Frank Dimant, a spokesman for B'nai B'rith Canada, a Jewish
advocacy organization, said such a move would be disastrous to the
Jewish and Muslim communities that require male circumcision as part
of their religious practice.
"It would be a tremendous hardship. It is unbelievable that a
law would be enacted in Canada that would preclude Jews from
circumcising sons at the time of birth," Mr. Dimant said.

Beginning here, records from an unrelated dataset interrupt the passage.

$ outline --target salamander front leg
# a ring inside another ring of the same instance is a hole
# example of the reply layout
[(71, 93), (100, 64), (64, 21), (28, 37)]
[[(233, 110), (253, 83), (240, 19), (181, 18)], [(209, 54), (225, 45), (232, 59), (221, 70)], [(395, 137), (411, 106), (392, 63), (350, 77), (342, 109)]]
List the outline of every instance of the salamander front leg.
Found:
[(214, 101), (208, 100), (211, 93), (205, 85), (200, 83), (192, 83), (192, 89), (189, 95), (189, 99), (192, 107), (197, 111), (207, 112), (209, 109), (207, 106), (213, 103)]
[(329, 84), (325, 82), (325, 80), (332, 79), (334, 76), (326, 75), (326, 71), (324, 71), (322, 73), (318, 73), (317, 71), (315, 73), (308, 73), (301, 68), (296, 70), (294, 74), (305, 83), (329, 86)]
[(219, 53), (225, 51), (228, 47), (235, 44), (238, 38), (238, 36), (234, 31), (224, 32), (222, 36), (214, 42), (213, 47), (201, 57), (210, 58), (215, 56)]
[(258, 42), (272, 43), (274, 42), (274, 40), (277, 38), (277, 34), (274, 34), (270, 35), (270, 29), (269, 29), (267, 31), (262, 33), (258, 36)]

"This is a religious prerequisite for us; one of the absolute
critical tenets of our faith and we have complied with that
commandment for thousands of years. Once this challenge to the charter
moves forward, there will be many of us who will be in
opposition."
Mr. Dimant said B'nai B'rith Canada, and likely many others, will
seek intervenor status, allowing it to make arguments on the merits of
the challenge to a judge, if the case makes it into court.
He would expect, in the least, an allowance for religious groups
would be made in any new law.
Dr. Bhimji, a Muslim, said he expects the right of an individual to
security to supercede the right of a parent to translate their
religious belief into a surgical procedure on a non-consenting child.
"The courts consistently state that you cannot cause harm in
the name of religion," he said.
Mr. Dimant said opposition evidence would be based on medical as
well as religious information.
"I think we will be able to call upon eminent individuals in
the medical field that will certainly stand by the position we have
held for thousands of years," Mr. Dimant said.
Circumcision was once routine in most North American hospitals, but
a mounting body of medical evidence suggests the procedure is largely
unnecessary and the practice is in decline.
In 1996, the Canadian Pediatric Society published an extensive
report in the Canadian Medical Association Journal that concluded, as
an official stance, that routine circumcision is not recommended.
The Association for Genital Integrity brings together a number of
people and organizations opposed to the routine circumcision of
infants, including the Circumcision Information Resource Centre, a
Montreal-based organization led by John Antonopoulos, and Intact, led
by Lawrence Barichello, which is organizing a class-action lawsuit on
behalf of Canadian men circumcised as infants.